Haftar and Hemedti: “A Just Copy and Paste” Dude

by Rashid Abdel Rahim
There are many similarities between the rebel Libyan general Khalifa Haftar and the Sudanese rebel Hemedti.
Both were raised and nurtured in power, then turned against it. Haftar disavowed Gaddafi, just as Hemedti rebelled against Bashir. Both offered their rifles for sale to their country’s enemies.
Both sought the help of Arab tribes in Sudan and Chad: Hemedti with the Rizeigat and others, and Haftar with the leader of Chadian Arabs, Ahmed Agbash.
Both led armies whose weapons and equipment were sourced by other countries.
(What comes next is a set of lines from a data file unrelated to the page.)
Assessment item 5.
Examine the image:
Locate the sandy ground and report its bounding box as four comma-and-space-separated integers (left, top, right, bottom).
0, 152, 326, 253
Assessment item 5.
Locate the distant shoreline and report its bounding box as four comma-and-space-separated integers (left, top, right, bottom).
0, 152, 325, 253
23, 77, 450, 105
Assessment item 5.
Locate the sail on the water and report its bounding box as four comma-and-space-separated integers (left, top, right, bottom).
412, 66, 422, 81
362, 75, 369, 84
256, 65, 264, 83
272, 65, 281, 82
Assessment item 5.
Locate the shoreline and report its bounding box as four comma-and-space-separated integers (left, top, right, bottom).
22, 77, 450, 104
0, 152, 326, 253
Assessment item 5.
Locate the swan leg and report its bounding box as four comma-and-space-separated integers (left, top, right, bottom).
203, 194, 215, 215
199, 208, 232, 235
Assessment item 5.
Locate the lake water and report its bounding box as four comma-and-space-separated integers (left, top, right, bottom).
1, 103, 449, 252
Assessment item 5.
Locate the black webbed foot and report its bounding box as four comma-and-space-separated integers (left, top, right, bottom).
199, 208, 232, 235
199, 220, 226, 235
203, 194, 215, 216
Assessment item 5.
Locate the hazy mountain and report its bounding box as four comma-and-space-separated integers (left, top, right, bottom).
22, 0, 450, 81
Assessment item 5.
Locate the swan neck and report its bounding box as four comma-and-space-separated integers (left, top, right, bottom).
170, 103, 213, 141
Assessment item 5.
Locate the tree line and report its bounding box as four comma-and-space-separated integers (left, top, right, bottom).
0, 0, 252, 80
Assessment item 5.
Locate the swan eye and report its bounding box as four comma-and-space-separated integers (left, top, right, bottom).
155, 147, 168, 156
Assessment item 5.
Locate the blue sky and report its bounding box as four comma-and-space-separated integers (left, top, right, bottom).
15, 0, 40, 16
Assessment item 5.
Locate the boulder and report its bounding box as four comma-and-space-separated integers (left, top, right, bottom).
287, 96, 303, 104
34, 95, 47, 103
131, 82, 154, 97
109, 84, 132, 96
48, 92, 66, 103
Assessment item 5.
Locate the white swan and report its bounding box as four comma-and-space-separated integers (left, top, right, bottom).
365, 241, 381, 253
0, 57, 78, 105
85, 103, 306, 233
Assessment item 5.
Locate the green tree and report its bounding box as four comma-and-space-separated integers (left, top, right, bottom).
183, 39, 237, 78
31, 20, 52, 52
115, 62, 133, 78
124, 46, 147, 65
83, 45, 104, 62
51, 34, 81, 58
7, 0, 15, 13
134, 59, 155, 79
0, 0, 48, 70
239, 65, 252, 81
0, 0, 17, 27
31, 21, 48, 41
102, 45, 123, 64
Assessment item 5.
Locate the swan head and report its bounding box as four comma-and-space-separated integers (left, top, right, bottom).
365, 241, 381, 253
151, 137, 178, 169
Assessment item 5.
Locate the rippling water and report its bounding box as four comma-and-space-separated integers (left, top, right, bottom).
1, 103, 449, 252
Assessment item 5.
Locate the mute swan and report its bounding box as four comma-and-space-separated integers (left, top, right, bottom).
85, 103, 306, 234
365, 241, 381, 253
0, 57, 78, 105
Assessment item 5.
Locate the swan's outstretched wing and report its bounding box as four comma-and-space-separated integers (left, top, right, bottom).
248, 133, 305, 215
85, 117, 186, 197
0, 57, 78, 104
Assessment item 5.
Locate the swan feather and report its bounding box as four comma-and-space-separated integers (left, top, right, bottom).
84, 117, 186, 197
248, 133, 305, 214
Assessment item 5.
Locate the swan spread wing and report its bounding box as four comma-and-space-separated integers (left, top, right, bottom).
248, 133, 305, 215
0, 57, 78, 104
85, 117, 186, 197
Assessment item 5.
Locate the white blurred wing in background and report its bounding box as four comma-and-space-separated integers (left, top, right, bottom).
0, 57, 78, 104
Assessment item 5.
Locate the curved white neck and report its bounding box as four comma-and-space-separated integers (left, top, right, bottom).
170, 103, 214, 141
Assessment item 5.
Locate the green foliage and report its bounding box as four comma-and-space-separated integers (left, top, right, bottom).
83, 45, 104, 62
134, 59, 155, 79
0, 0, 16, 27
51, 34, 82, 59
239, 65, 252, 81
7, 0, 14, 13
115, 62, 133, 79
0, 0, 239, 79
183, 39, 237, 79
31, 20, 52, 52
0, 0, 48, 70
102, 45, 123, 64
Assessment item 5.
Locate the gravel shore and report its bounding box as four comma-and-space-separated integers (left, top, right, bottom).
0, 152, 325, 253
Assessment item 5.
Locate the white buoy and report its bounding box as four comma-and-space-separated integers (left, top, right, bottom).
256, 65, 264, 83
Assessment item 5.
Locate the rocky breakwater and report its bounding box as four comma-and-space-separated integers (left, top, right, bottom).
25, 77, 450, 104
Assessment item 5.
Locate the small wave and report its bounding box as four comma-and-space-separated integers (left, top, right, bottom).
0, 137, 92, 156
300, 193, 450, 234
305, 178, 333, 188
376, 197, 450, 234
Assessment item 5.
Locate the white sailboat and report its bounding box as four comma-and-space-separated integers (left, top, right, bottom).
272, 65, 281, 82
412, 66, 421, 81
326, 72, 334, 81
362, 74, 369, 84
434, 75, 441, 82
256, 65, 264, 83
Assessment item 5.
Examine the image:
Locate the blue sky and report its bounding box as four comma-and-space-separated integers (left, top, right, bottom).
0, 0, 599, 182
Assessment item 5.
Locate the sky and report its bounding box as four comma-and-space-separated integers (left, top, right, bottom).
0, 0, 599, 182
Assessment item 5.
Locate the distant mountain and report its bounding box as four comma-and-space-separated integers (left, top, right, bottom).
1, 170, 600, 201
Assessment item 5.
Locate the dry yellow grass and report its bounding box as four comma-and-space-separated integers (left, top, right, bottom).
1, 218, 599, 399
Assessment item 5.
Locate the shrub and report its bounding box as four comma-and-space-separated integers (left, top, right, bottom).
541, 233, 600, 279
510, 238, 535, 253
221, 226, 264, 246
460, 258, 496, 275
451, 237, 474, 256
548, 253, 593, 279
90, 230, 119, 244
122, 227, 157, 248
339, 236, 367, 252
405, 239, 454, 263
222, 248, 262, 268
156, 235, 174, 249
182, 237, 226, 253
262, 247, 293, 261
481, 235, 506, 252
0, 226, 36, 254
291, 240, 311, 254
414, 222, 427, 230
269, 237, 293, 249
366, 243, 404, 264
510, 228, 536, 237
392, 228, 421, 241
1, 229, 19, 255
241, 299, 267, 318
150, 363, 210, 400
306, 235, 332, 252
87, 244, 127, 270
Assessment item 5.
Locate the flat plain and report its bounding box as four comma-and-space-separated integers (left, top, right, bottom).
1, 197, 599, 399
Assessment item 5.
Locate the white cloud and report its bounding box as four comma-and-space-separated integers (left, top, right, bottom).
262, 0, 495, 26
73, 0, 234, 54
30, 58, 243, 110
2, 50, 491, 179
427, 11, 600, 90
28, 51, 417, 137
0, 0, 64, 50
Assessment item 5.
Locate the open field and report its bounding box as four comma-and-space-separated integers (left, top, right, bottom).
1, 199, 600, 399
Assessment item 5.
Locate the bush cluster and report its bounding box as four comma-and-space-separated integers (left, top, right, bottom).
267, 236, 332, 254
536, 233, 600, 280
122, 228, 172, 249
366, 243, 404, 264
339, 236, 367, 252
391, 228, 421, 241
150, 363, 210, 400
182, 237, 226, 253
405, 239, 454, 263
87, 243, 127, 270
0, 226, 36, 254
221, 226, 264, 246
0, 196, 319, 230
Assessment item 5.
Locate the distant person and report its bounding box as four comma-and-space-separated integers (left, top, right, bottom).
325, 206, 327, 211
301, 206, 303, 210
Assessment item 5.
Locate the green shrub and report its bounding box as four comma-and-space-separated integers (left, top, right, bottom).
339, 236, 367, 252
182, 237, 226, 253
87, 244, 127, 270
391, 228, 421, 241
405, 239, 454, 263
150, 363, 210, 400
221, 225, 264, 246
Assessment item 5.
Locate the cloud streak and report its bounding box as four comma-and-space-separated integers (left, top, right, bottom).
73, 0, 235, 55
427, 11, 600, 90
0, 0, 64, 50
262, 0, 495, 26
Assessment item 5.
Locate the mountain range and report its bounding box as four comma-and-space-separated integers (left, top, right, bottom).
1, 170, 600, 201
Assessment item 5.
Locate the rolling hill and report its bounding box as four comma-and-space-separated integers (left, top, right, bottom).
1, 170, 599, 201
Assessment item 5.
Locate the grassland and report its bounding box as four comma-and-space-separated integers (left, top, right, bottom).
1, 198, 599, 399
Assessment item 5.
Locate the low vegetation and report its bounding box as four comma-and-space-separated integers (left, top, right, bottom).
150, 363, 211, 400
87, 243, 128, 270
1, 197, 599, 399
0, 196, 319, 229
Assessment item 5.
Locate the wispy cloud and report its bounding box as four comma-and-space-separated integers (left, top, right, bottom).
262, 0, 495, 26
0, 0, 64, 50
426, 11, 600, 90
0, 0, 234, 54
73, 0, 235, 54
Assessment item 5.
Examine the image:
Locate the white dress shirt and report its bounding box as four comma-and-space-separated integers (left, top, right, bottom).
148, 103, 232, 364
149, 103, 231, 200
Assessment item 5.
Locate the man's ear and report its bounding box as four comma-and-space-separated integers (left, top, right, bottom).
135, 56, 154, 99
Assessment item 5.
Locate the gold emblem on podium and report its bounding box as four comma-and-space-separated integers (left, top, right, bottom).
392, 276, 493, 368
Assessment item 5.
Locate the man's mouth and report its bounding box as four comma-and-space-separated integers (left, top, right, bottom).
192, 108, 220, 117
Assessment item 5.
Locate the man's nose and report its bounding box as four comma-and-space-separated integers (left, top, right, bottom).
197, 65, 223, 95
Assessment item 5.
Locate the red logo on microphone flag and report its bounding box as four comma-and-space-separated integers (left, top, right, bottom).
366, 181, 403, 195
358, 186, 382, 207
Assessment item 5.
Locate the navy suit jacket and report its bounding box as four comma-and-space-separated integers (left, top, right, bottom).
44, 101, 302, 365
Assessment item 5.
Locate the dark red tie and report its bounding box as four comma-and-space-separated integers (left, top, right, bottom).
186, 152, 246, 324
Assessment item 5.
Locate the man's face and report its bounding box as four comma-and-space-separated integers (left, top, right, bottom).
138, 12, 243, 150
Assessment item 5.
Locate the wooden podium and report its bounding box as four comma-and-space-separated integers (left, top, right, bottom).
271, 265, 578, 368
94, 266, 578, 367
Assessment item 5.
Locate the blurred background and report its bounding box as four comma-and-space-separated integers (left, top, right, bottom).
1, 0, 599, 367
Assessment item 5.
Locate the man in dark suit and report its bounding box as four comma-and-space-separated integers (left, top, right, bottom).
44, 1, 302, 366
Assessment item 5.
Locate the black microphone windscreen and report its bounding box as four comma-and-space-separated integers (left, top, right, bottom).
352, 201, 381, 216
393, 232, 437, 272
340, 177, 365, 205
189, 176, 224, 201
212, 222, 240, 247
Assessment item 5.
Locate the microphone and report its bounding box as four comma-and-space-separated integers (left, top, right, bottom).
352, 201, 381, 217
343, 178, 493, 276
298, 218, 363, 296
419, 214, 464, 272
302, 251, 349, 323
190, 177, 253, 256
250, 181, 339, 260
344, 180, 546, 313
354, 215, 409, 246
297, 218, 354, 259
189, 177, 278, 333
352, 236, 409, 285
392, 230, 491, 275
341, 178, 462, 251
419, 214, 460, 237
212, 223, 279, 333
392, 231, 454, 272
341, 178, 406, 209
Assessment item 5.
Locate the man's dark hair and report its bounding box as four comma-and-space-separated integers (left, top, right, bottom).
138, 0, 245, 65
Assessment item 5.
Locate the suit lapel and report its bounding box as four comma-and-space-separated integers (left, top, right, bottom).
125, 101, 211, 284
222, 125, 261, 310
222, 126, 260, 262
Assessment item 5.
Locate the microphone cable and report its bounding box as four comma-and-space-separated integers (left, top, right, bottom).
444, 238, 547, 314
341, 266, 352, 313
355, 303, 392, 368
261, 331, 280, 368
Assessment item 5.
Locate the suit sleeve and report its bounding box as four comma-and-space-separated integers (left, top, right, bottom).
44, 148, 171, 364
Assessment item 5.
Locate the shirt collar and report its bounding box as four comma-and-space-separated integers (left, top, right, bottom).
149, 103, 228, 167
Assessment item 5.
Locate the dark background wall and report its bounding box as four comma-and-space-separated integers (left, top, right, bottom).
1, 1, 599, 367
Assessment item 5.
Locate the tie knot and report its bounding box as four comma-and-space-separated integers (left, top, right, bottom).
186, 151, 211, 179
Haftar is a failed Libyan leader who was defeated in the war with Chad and failed to control his country’s capital, Tripoli. He fled to an alternative capital, similar to Hemedti.
Who is Khalifa Haftar?
He is a Libyan officer born in 1943 and graduated in 1966, then received a scholarship to the Soviet Union for three years, after which he obtained a training scholarship in Egypt. A Sudanese military commander who worked in security during the government of Swar al-Dahab and was a colleague of Haftar in some of his studies told me that he was known for the recklessness of youth obsessed by power and wealth. He participated with Colonel Gaddafi in the coup against the rule of king Senussi when he was 26 years old. The war with Chad broke out in 1986, and Haftar was then a Colonel and was thus a senior officer of Gaddafi’s military forces in Chad during the war.
He was defeated in the Chad war and held POW along with about 700 of his men who were captured after their defeat in the air raid on the Ouadi Doum.
Gaddafi had opted during the Chad war to seek the help of the Arab Muslim tribes and communicated with their leader, Asil Ahmed Agbash, the commander in the opposition Frolina Front, who later founded the faction of the Democratic Revolutionary Council, and was also the foreign minister in Chad.
After that, Asil concluded an agreement with then Chadian president, Goukouni Waday, whom Gaddafi considered his enemy number one, and thus the alliance between Gaddafi and Asil collapsed. But Asil did not hold his position long as he was killed in a helicopter crash on 19/7/1983 in the city of (Lai Tofi), which Chad considered a planned and a premeditated operation by Gaddafi. Gaddafi dumped his defeated army commander and denied the existence of his forces in Chad. Contacts were established between the leadership of the National Front for the Salvation of Libya, which was opposed to Gaddafi, and Haftar, resulting in his being absorbed among them. The front tasked him with leading its military wing, which it established with the support of the US Central Intelligence Agency. Haftar remained in command of the front’s forces, which continued to train in Chad, benefiting from the enmity of Hussein Habré’s regime toward Gaddafi’s regime. In 1990, Habré was overthrown by Idriss Déby, and the Libyan National Army was dismantled.
Haftar and a large number of his forces were transported on American planes to the Democratic Republic of the Congo (Zaire at that time) and then to the United States.
He settled in the city of Langley, northern Virginia, near the headquarters of the CIA, and lived there for nearly two decades, obtaining U.S. citizenship. In 2014, Haftar established his forces called the (Libyan National Army), which entered the war after Gaddafi’s death and failed to control the capital, Tripoli, and eastern Libya. Haftar sought assistance from rebel forces everywhere, even from amongst those opposing his publicly declared policies, leftist Nasserist beliefs. This was clear in his current alliance with the extremist religious forces of (Paths of Peace) led by Syrian rebel Al-Kilani.
Haftar did not cease supporting the Rapid Support Forces, continuously supplying them with equipment, weapons, fuel, and fighters. This alliance persisted until his current participation with the rebel forces in attacking the border triangle between Egypt, Sudan, and Libya.
Haftar’s alliance with the Rapid Support Forces and their recent attacks would never be able to defeat the Sudanese army. The Rapid Support Forces are entering a losing bet with Haftar’s forces, as the rebels had significantly larger forces before the war and at its beginning than Haftar’s forces that he is relying on now, and their combined forces will not halt the progress of the armed forces nor prevent the Rapid Support Forces from facing a total defeat.